Currently, there are two mass-market electric cars, the Nissan LEAF and the Chevrolet Volt. The Nissan LEAF, while pricey with a price tag of roughly $32,000, boasts major federal tax incentives (which can bring the cost down to $20,000–$25,000 depending on the state), long battery warranties, zero Carbon Dioxide emissions, and it never needs an oil change. It does, however, require eight hours for a full charge, which costs approximately $560 annually. The Chevrolet Volt is not entirely electric with a gas engine that’s used when needed. The Volt can drive 35 miles on a single charge, was named Car of the Year by Motor Trend, and comes with a $7,500 federal tax credit, and as much as $5,000 in state tax credits, again depending on the state.
The Toyota Prius still leads the market in hybrid cars with 50 mpg and an estimated price tag of $21,000. Consumer Reports claims that the Prius is a better value than the Nissan Leaf or Chevrolet Volt, even though it takes more gas to fuel. Other hybrids on the market—Ford Fusion (39 mpg), the re-launched Honda Insight (41 mpg), and the Honda Civic Hybrid (41 mpg)—are also gaining in popularity. For a luxury model, the Lincoln MKZ Hybrid is comparable to the Ford Fusion with 39 mpg as well. While still garnering good reviews, these models are less fuel economic than their counterparts—Nissan Altima Hybrid (33 mpg), Toyota Camry Hybrid (33 mpg), and Ford Escape Hybrid (32 mpg).
While none of these cars is a hybrid or electric, they all offer the best miles per gallon compared to other gas-fueled autos. For city drivers, the compact, 41-mpg Smart Fortwo Coupe is a great choice, especially for squeezing into small parking spots. While the restyled Volkswagen Jetta, with a starting price of $16,000, gets 34 mpg, it does produce more emissions than others in its class. A bit pricey than its fuel-efficient counterparts, the luxury Audi A3 hatchback runs on diesel fuel and offers 34 mpg.

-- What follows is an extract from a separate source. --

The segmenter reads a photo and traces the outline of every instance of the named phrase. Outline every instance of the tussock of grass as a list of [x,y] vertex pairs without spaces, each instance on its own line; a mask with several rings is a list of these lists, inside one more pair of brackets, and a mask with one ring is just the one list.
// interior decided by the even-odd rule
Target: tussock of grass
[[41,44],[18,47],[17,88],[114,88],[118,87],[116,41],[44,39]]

The Nissan LEAF comes with partially recycled cloth seat fabric and the Ford Fusion uses 85-percent post-industrial materials for their cloth seats. Toyota exclusively offers non-leather seats for the Prius. There are several cars that come with the option of heated cloth interiors, a particularly alluring option during winter. The BMW (1 and 3 series), Mercedes Benz (C class series), and some Volkswagen models like the Jetta and Routan offer faux-leather seats as a standard option. When asking for fake leather for your car, know your lingo. It might be called leatherette, V-Tex leatherette, MB-Tex (for Mercedes Benz cars), or pleather. Some spots in a car that you might not know contain leather are the steering wheel and gear shift.
For car drivers who are environmentally aware, now there are a ton of great options for choosing a car that will lessen our dependency on gasoline. Now what can we do about traffic?